Logic-OR gate gold nanorod-based plasmonic biosensor for multipathogen detection and photothermal disinfection

Abstract

Climate and demographic changes necessitate new paradigms to ensure equitable access to safe drinking water, limiting health, economic, and social damage from poor water management. Nanomaterials present promising opportunities in this area. This work addresses two relevant issues for safe water access: potable water monitoring and disinfection by leveraging plasmonic nanoparticles' biorecognition and photothermal properties. Colloidal gold nanorods (AuNRs), known for their sensitivity to local refractive index changes and light-to-heat conversion ability, are used to create AuNR arrays with optimal morphological and optical characteristics.

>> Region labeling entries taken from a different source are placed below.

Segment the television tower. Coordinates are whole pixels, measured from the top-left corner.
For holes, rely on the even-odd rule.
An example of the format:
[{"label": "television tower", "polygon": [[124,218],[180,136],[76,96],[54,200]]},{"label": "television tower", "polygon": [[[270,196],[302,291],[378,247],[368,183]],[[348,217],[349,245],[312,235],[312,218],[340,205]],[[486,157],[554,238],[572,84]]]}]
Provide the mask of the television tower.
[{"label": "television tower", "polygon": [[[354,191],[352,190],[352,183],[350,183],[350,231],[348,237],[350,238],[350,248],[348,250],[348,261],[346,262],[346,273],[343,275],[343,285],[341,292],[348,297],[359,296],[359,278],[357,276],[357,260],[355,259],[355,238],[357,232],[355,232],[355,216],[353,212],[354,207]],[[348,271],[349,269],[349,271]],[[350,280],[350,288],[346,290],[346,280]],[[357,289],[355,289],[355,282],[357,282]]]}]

We demonstrate that these biofunctionalized AuNR arrays, mimicking a logic-OR gate, can detect multiple bacterial strains in water, specifically recognizing two bacterial strains often monitored to guarantee safe access to potable water: Escherichia coli and Salmonella typhimurium (10³ CFU per mL). The two strains are recognized separately or simultaneously, highlighting the multiplexing capability of the AuNR array. Furthermore, the exceptional light-to-heat conversion of AuNR arrays in a ‘cascade-like’ configuration, validated by a custom theoretical model, is utilized for photothermal disinfection. In a customized thermo-optical setup, this system effectively reduces pathogen viability by five orders of magnitude within 30 minutes under NIR laser irradiation. The bioactivated AuNR arrays, with their selective pathogen recognition and robust disinfection capabilities, represent a powerful multifunctional technology for monitoring and purifying potable water.